To set the table for this piece, it’s important to remember a few things about Russia:
First, it is a fiercely proud nation. It’s standing among nations, particularly the West, is vitally important to the Russian character. This attitude has been prevalent since the days of the tsars. It is good to remember that as ham-fisted as Russia’s actions at home and abroad can be, it is still the country which has given is incredible cultural contributions, from Tolstoy to Tchaikovsky and Rachmaninoff to Kandinsky and Nijinsky. The list is endless. Yet, it has been—arguably—relatively isolated for centuries.
Second, Russia has been invaded by the West twice in modern times—once by Napoleon and once by Hitler—with absolutely catastrophic consequences for the Russian people, not to mention the invaders.
Third, the soil of central and eastern Europe have absorbed more blood from war than any other part of that continent. Shifting borders from the 16th century onward, among European tribes, nations, and religions have been a regular occurrence in the part of the world.
George Kennan, once described as the smartest modern diplomat we’ve ever had, and the main architect of the 40-year Soviet containment policy during the Truman administration, knew something about Russia.
Kennan knew that every Russian leader understood that Russia’s “neurotic” view of the West was also fed by a series of autocrats who needed conflict as a justification for their rule, the most important of whom was Josef Stalin. As it relates to the present invasion of Ukraine, Kennan’s policy of containment, which was official policy of the Western nations from the 1950’s to the final collapse of the USSR in the 1990’s seems to have been manifestly successful.
In 1997 Kennan, at the age of 93, published and opinion piece in the New York Times advocating for not admitting or extending an invitation to former Soviet clients to join NATO. NATO members were keen to bring the Baltic states, Poland and Romania as well as others into the alliance.

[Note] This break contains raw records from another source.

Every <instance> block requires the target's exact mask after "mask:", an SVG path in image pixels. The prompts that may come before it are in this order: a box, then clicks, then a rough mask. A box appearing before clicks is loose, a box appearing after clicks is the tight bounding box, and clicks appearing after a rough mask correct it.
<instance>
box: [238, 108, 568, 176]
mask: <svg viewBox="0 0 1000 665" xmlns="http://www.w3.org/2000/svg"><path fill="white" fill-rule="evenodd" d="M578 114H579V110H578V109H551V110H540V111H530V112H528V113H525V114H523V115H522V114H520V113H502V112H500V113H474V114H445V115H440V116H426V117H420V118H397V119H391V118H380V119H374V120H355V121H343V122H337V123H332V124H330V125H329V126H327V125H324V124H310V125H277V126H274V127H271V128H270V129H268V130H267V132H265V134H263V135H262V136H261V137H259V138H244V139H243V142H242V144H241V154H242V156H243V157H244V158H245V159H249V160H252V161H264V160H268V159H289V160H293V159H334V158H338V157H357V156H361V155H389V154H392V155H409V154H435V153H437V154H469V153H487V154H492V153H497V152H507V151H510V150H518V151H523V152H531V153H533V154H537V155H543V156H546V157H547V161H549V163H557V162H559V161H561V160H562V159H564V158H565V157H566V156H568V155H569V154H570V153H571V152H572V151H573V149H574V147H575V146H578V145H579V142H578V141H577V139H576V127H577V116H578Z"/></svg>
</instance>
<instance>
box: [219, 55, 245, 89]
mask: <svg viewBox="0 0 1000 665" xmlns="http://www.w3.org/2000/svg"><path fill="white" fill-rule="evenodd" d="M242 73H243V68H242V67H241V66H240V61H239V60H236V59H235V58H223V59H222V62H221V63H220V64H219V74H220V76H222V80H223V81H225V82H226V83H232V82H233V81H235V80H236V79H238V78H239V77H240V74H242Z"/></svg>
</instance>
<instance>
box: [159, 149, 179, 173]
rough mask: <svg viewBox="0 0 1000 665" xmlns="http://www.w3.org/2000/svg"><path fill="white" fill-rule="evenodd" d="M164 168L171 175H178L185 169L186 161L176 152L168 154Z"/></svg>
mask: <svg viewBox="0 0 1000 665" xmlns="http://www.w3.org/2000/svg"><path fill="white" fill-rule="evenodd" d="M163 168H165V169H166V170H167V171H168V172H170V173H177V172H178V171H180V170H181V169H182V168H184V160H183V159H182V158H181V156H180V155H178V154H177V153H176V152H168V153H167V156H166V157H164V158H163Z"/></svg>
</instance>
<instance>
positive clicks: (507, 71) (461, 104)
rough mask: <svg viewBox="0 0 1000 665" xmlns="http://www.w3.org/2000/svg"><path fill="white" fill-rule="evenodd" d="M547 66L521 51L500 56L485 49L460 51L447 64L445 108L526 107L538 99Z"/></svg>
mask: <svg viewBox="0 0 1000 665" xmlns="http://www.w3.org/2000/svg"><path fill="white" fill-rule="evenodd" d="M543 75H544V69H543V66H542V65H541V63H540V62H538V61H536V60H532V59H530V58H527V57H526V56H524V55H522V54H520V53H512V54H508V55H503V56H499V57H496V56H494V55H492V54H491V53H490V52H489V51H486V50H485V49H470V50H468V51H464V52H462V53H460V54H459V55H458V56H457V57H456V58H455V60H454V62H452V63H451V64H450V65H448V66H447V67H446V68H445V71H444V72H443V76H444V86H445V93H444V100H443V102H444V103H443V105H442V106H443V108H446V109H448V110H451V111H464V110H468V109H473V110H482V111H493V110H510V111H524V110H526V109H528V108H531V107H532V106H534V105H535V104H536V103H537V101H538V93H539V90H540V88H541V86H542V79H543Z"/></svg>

NATO had even floated the possibility of Russia itself joining NATO (which went nowhere fast!). Kennan pointed out that here was a newly minted “democratic” Russia, emerging from 70 years of totalitarianism, unsure of itself, it total disarray economically and militarily, its gutted army having just backed out of Afghanistan, its fleet devastated and tied up in port. And now comes NATO, Russia’s archenemy since the end of the WWII, offering membership to countries no longer in its orbit, sharing a border with Mother Russia. The former satellites, themselves afraid of being overrun by the Russian bear once again, quickly jumped on the NATO bus.
In the midst of all this change, along comes Putin, an ex-KGB spook, who saw the dissolution the Soviet empire as an absolute catastrophe and who, thanks for Boris Yeltsin, found himself holding the keys to the Russian kingdom, Over the last 20 years has snuffed out the light of liberty in exchange for the reestablishment of the kind of absolute order he can personally control. And he sees NATO on his front doorstep; and worse, the possibility of a Ukraine NATO member just a few hundred miles from Moscow. Finally, Putin now has his pretext for reacquiring the former client—now members of NATO— states. NATO, he tells his people, is bent on destroying Mother Russia.
Will he move further west? Hard to tell. What is certain, though, is that Putin has taken a huge bite of the apple with Ukraine. Whether he can swallow it is yet to be decided. The same fears now are the same fears of yesteryear among Russia and her leaders. Once again, Putin, ever fearful of western encroachment and more importantly fearing a threat to his rule, has thrown down the gauntlet.